= Octav Botnar =

Romanian businessman (1913 - 1998)

Octav Botnar (born Oswald Bundorf; October 21, 1913 – July 11, 1998) was a self-made businessman who founded Datsun UK (later Nissan UK) and its associated car retail business Automotive Financial Group (AFG). He was a noted philanthropist.

== Early life ==
Botnar was born in Chernivtsi, which was then called Czernowitz and was in Austria-Hungary. During his childhood, in 1918, Austria-Hungary was dissolved and the city was renamed Cernăuți and became part of Romania. The city is now in Ukraine.

Between 1932 and 1936, he was imprisoned by the Romanian authorities for communist activities, and then he voluntarily enlisted to fight in the Spanish Civil War. After being turned down at the border, he moved to France, where he joined the Marching Regiments of Foreign Volunteers and then the French Resistance, and fought against the Nazis in World War II. He returned to Romania in 1946, where he worked at the Chamber of Commerce. In 1951, he married Marcela Perian, who gave birth the next year to their only child, Camelia.

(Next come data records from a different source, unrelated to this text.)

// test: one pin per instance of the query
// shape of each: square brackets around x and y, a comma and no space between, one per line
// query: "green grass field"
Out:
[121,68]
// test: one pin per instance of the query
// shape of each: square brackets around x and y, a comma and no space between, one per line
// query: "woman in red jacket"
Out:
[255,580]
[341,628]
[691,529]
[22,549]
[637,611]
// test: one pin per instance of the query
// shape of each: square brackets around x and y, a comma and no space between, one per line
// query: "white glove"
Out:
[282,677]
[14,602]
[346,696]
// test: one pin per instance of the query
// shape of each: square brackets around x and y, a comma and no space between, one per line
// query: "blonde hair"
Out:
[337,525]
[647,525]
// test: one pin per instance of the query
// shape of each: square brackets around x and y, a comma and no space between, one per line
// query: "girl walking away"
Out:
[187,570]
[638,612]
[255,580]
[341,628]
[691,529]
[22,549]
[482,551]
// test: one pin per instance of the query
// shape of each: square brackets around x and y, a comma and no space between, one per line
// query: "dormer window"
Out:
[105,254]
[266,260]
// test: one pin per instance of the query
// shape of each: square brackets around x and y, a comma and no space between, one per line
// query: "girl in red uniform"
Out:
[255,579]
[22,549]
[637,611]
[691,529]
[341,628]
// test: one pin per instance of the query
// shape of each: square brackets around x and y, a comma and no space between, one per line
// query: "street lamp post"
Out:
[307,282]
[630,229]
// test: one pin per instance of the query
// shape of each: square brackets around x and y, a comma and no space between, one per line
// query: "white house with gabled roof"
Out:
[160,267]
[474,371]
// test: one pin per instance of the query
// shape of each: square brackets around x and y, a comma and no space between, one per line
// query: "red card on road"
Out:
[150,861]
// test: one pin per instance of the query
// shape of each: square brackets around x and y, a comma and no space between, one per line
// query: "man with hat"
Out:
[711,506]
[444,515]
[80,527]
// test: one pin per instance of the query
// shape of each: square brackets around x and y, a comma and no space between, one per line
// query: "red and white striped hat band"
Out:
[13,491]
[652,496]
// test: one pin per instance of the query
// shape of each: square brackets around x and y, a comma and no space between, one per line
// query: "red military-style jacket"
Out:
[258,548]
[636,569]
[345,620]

In 1960, the Securitate removed the Jewish employees from the Ministry of Foreign Trade, allegedly for undermining the national economy. Botnar, who belonged to this group, was again imprisoned between 1961 and 1965. Released, he emigrated in 1966 to Israel, where he entered the cement business. He then went to Germany, where he worked as a director in the NSU car company, later acquired by Volkswagen. He ended up in Worthing in England, where he founded Datsun UK (now Nissan UK) in 1970.

== Datsun and Nissan UK ==
Botnar had originally run the UK import business for the German manufacturer NSU. However this business was dissolved when NSU was taken over by Volkswagen in 1969 (ultimately becoming Audi), and Botnar was looking for a new venture. He successfully became the UK franchisee and importer for Nissan, and its Datsun range of cars. Under Botnar's leadership, Datsun had become one of the biggest car imports in Britain, outselling not only its arch Japanese rival Toyota but eventually became the most popular foreign brand in the UK. At its peak, Botnar owned more than 200 Nissan dealerships throughout the country and was considered one of Britain's wealthiest men.

== Philanthropy ==
Octav's only child, Camelia Botnar, was killed in a car crash near Stonehenge in 1972 at the age of 20. Her death led to a wave of philanthropy that saw Botnar donate millions to charity throughout his later life, which was at odds with his reputation as a ruthless businessman. One of his larger donations was £13 million to London's Great Ormond Street Hospital.

He also established the Camelia Botnar Foundation in his daughter's memory. The foundation, located in West Sussex, is still active today, providing residential training and work experience, helping young people to learn a skilled trade, embark on a useful career path and successfully make their own way in life.

== Tax controversy ==
In June 1991, the Inland Revenue raided Nissan UK's headquarters, as well as Mr Botnar's home and the homes of other company officials. The tax authority accused Botnar of evading more than £200 million in taxes. The scam involved using a third party shipping agent to deliberately overcharge Nissan UK for the shipment of vehicles from Japan so as to artificially depress its own profits thus reducing the company's exposure to corporation tax. Botnar left for Switzerland and lived for the rest of his life there in Villars-sur-Ollon. Nissan had increasingly become frustrated with Botnar's ruthless business practices which went against their own corporate culture, and eventually terminated the supply of vehicles to Botnar's companies.

The Nissan UK and AFG businesses subsequently foundered, after Nissan took its UK distribution and import activities completely in-house in 1991.

Although Botnar maintained his innocence up until his final hours, he had agreed to pay £59 million to settle the case. Following settling, he opened a suit against the Inland Revenue for damages and malicious prosecution. At the time he said: "The damages I am seeking are only token, but I want to clear my name. I want my day in court."

== Death ==
Botnar spent his last years as a tax exile in Switzerland fighting the British Inland Revenue.

He died on 11 July 1998 at the age of 84 after suffering from stomach cancer. He is buried in Passy Cemetery in Paris. Tory party chairman Lord Parkinson once described Botnar as "truly one of our greatest philanthropists".